“Real gross domestic product (GDP) increased at an annual rate of 4.9 percent in the third quarter of 2023 according to the “advance” estimate released by the Bureau of Economic Analysis (BEA). In the second quarter, real GDP increased 2.1 percent.”
Consumer spending on essentials is a predictable metric in projecting GDP rates. The third quarter results include the summer spending on luxury items, vacations, restaurants, and summer travel.
Conventional wisdom is that the splurge will continue in Q4 as the first fully recovered post-COVID holiday season is becoming a reality.

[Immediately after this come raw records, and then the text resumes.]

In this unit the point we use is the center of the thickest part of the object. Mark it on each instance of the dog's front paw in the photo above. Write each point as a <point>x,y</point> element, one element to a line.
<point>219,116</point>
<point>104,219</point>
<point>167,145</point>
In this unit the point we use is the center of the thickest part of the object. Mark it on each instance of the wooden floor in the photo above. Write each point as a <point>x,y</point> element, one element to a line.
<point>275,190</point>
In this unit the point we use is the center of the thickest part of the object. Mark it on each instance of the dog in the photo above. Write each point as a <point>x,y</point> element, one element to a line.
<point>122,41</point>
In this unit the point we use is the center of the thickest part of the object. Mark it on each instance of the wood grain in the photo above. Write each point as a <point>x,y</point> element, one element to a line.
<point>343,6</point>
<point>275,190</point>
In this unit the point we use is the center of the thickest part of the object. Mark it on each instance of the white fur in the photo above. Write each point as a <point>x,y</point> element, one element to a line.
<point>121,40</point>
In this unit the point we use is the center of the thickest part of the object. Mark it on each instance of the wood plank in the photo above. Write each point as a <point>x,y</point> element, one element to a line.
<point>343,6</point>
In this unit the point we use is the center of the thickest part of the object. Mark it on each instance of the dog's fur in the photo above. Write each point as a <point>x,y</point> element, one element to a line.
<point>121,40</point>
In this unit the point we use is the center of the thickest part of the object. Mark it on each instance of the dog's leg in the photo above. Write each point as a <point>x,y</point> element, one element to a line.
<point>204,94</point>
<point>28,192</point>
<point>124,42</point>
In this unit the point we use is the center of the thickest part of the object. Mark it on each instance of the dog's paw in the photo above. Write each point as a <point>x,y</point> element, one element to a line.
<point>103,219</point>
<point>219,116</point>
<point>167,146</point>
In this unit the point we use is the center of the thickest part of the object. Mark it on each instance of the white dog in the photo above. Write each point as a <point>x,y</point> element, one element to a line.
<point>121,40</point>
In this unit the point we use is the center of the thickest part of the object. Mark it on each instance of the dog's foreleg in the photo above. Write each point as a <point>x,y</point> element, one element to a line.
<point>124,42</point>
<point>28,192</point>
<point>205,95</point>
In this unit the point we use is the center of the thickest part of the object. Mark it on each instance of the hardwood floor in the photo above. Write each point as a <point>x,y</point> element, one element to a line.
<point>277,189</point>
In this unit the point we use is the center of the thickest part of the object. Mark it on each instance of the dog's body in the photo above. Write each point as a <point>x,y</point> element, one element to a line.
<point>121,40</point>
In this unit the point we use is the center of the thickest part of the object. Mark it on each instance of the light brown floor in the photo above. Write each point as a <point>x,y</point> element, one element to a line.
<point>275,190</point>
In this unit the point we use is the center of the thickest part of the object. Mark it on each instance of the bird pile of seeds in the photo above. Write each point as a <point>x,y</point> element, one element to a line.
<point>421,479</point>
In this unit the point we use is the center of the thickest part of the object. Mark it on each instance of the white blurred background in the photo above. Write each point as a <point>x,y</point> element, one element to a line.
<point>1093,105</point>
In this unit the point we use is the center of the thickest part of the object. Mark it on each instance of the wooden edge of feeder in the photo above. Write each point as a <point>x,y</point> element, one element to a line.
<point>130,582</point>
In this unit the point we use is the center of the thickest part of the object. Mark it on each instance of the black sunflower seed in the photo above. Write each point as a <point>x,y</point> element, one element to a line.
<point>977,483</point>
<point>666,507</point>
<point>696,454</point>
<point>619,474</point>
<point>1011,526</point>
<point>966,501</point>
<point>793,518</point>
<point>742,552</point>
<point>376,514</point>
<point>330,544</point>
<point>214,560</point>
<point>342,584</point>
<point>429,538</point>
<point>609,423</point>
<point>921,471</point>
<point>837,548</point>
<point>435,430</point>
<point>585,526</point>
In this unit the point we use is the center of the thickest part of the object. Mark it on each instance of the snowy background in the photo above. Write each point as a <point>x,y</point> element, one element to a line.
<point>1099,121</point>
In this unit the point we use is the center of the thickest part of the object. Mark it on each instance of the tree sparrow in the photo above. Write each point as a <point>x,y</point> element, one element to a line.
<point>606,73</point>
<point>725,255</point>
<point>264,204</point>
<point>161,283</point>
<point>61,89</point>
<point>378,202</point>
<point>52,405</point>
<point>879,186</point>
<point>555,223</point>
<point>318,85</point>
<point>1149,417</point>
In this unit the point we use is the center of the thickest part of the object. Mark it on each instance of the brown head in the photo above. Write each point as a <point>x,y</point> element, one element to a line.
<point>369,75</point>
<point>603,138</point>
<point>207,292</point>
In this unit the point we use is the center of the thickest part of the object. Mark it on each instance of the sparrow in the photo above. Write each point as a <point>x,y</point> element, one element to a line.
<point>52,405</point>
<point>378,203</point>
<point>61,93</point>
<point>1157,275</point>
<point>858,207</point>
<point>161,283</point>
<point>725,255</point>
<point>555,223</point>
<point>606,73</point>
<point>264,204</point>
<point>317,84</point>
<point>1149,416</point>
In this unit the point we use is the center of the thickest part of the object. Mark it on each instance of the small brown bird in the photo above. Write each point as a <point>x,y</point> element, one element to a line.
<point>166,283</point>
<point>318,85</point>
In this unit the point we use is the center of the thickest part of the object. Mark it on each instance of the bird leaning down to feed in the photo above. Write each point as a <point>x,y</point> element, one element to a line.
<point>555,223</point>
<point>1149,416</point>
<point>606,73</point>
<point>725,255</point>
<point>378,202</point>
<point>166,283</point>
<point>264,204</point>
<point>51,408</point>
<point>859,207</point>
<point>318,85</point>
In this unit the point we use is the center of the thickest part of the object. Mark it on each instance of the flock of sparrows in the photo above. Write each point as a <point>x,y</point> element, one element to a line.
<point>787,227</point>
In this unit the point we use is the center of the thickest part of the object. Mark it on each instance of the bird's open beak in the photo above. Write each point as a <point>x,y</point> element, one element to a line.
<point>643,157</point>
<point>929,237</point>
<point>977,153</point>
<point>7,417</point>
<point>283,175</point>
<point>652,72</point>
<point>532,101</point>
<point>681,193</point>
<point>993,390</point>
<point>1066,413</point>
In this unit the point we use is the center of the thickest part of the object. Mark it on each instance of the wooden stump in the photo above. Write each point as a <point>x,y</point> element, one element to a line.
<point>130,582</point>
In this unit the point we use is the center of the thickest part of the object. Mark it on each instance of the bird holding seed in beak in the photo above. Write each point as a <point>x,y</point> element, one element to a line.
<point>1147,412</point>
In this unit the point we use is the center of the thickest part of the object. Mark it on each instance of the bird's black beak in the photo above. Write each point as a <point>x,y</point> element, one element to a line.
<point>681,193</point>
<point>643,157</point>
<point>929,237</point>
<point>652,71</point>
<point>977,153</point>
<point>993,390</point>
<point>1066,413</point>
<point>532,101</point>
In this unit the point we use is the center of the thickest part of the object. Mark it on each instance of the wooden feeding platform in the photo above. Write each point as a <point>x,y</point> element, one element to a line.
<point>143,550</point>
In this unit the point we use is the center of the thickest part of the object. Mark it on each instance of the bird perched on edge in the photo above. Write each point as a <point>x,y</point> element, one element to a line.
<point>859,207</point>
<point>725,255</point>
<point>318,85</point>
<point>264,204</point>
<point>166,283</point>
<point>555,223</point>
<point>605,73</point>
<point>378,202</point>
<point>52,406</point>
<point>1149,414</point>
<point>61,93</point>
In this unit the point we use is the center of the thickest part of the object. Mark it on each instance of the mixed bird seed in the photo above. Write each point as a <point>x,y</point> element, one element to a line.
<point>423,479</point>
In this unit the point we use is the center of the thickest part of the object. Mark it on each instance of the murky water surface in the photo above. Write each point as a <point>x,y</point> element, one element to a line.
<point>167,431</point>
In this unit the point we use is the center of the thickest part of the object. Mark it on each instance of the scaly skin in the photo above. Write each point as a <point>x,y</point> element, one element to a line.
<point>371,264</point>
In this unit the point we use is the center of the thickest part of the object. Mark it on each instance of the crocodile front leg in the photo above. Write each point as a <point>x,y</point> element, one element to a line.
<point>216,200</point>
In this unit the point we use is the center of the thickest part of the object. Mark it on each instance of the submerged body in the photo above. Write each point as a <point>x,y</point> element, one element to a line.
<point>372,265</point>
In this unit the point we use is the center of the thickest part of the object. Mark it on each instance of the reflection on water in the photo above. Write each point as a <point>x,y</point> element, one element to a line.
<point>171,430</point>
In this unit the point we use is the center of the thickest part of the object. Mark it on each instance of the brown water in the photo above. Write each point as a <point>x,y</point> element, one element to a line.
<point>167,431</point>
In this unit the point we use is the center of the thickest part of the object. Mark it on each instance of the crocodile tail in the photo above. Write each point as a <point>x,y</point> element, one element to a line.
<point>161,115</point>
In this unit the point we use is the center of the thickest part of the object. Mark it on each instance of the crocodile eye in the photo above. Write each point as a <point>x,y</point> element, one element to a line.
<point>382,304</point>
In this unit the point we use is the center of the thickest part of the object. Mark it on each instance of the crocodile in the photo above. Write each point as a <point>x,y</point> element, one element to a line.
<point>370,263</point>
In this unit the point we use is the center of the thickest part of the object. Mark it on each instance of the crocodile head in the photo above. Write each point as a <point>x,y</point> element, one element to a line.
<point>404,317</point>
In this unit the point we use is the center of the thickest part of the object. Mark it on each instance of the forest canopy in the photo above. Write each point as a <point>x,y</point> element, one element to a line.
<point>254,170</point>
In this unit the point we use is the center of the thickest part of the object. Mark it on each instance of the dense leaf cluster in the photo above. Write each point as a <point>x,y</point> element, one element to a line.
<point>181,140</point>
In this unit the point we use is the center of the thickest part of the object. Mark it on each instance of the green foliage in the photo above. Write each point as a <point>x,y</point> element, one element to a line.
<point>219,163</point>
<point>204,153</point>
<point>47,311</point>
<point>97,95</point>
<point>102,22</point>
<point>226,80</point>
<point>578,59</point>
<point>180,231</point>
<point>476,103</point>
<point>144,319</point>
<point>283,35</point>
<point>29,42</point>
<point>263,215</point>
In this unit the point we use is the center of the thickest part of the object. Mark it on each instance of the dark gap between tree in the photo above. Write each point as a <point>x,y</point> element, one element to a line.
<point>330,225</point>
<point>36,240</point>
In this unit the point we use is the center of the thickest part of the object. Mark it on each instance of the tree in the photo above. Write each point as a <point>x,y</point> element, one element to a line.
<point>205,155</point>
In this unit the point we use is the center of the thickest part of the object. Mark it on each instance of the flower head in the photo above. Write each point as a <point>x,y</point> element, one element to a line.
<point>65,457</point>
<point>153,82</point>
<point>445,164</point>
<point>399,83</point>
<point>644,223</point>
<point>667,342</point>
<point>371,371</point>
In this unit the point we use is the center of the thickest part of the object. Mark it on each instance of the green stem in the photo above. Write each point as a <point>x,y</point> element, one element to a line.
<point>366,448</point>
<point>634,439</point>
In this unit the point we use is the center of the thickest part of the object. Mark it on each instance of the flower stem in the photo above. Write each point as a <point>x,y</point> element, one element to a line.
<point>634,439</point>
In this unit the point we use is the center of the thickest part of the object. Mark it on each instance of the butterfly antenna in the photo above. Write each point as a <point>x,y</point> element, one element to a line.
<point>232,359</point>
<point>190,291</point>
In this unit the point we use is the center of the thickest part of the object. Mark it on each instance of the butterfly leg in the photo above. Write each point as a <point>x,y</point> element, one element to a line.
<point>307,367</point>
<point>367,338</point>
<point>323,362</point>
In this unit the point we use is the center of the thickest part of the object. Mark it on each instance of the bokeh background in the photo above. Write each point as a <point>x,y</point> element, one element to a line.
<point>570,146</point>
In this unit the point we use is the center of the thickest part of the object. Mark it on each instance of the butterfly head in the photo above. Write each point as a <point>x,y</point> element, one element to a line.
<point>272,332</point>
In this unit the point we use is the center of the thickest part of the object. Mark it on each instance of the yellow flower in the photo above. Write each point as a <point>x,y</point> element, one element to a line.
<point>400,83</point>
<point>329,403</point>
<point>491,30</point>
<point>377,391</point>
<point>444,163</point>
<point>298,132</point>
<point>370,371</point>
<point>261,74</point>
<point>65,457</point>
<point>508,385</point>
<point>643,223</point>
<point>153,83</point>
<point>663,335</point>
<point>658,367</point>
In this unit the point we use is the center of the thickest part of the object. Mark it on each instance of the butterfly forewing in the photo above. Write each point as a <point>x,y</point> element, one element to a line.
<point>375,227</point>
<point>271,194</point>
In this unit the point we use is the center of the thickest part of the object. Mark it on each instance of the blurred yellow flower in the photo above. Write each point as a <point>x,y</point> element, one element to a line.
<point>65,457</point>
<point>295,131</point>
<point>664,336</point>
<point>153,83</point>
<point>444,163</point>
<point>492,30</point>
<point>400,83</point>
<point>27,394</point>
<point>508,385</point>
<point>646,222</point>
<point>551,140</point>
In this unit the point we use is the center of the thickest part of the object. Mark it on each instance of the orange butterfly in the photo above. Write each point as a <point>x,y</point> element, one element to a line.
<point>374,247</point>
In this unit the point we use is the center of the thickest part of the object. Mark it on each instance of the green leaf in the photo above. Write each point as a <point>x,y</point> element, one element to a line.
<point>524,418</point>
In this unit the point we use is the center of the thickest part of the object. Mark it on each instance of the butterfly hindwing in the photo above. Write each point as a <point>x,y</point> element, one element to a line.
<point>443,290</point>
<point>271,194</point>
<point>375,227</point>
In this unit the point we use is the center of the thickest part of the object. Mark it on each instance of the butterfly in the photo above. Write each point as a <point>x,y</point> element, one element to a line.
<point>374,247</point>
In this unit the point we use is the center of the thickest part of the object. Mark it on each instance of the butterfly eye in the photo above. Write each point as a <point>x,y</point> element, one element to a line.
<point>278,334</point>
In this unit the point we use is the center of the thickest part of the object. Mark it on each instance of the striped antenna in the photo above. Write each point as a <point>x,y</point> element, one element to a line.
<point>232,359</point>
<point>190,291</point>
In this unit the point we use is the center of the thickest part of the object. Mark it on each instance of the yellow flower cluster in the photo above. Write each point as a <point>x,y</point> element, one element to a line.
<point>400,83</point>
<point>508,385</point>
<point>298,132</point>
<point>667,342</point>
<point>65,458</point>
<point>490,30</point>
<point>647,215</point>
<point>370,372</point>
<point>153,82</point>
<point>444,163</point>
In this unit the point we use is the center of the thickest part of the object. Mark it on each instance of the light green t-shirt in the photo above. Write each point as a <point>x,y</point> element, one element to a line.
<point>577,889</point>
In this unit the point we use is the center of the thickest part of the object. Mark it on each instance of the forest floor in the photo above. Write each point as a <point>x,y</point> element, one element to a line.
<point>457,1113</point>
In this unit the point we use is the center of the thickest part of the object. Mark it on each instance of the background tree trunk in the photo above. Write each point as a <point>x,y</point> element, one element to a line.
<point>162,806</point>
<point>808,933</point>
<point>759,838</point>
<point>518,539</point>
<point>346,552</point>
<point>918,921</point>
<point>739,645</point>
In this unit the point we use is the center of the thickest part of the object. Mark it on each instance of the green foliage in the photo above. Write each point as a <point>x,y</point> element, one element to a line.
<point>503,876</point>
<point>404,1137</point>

There is evidence that manufacturing is gearing up for high demand in Q4 as the Change in Private Inventory Investment appears to be in a position of moderate acceleration. This makes sense. Companies in the goods production space will modulate capital expenditures, especially with high-interest rates, if growth is confined to a short-term period.
Nevertheless the consumer drive and the fact that US exports exceeded imports will cause a rise in inventory growth.
The tale of the tape will be the assessment of sustainability analysis in the Q1 of 2024. The Fed should have considered dropping the year-end interest rate by 2.00%, a sense of market security can drive consumer confidence into 2024.
The first-time home purchase by millennial consumers is long overdue. If the mortgage rates drop, this crucial consumer group could move from retrenchment to growth.